I was relying on PL to do this automatically, as PL automatically sets self.log(on_step=, on_epoch=) when you call log in e.g. validation_step, which also takes care of calling compute()

Let me try if it is possible to do the compute and check manually in validation_epoch_end.

@SkafteNicki
I was not aware that val = m(preds, target) returns a value (I thought this only happend when .compute() was called).

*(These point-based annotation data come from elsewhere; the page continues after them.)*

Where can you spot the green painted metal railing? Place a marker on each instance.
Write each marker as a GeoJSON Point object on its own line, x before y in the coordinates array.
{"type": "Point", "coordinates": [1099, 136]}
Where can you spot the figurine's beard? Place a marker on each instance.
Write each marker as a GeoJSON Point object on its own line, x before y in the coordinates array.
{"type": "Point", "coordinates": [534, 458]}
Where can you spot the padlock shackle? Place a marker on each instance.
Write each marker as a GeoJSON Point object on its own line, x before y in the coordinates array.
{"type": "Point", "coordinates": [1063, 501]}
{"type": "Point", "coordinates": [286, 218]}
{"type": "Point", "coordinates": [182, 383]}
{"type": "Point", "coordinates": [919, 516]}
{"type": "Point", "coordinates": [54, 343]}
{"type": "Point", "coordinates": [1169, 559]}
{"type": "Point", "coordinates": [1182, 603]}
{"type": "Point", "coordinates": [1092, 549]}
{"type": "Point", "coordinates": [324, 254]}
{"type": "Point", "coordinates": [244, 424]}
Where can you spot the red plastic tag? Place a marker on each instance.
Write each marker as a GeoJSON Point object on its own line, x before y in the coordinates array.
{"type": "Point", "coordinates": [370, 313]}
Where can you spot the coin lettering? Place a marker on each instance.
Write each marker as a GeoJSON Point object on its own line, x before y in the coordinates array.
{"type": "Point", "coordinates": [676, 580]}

With this knowledge, I think the following is the easiest?:

def validation_step(self, batch, batch_idx):
    # ...
    for metric_name, metric in self.metrics[f"metric_val"].items():
        val = metric(predictions, targets)
        if val.numel() == 1:
            self.log(f"{metric_name}/val_step", metric)

# EDIT:
def validation_epoch_end(self, outs):
    # compute full confusion matrix
    confmat_tensor = self.metrics["metric_val"]["confmat"].compute()
    # turn confusion matrix into a figure (Tensor cannot be logged as a scalar)
    fig = plt.figure()
    plt.imshow(confmat_tensor.cpu().numpy())
    # log figure
    self.logger.experiment.add_figure('epoch_confmat', fig, global_step=self.global_step)

This seems to work, thank you all for your input!

Edit: As I’m not interested in a confusion matrix of a step, I call only the specific logging code for ConfusionMatrix in validation_epoch_end.
Now I only log scalars automatically, but I can still call custom logging code on non-scalars.